I haven't used this program but it seems those options should be under a menu item. (Play -> Play Back Devices, then the rest should be buttons on the dialog that opens.)

Possible additional help: http://www.sibelius.com/cgi-bin/helpcenter/chat/chat.pl?com=thread&start=504324&groupid=3&&guest=1


----------



## bluebunner (Sep 19, 2013)

Headrush that's OK but I have trouble locating the "play - Playback devices etc.

How do I start by opening up the necessary dialog on my applemac .................??????

Thanks


----------



## Headrush (Feb 9, 2005)

1) Click Play tab.
2) Click small arrow beside Setup in first section (Configration/Mixer)
3) At bottom of window that should open pick Audio Engine Options

Hope that helps.
Don't really know this application, just installed the Demo to find that.


----------



## bluebunner (Sep 19, 2013)

Hi Headrush.

Thanks, almost there but not quite, frustrating, as I did what you suggested and found the little arrow, that got me as far as the Audio Engine Options but everything is shaded grey with the "Close" button the only one I can use. When I click on the others the Close button goes grey then turns blue when I release. Click on the Close button and I go back one step to the Playback devices window.
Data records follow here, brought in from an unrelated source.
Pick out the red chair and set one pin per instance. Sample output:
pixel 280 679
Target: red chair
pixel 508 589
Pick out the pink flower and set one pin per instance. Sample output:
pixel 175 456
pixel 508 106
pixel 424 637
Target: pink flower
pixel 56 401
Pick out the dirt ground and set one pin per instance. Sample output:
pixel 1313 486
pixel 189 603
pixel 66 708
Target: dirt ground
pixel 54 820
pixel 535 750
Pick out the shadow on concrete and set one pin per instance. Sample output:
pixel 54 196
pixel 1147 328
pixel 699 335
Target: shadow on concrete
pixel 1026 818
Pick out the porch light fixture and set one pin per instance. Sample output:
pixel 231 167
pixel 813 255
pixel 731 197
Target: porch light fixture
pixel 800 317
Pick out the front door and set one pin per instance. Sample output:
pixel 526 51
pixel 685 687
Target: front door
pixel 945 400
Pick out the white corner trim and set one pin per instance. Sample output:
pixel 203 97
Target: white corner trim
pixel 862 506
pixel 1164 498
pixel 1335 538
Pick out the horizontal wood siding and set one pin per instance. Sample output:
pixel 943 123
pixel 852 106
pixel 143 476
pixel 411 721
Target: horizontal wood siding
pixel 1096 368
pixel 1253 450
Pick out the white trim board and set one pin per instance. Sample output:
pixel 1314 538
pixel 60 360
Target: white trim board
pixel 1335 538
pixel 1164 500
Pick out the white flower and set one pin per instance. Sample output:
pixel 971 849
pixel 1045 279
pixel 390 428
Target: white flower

As I say most frustrating, but many thanks for your help.


----------



## bluebunner (Sep 19, 2013)

Headrush - :up:

I just closed Sebilius and opened it up and it plays, thank you so much, you certainly are a wizard.

You say you installed the sample to look at my problem for me, that's brilliant, perhaps you can write some music now and make some money for your troubles.

Thanks again. I wonder what my next problem will be for you to sort out  

Bluebunner


----------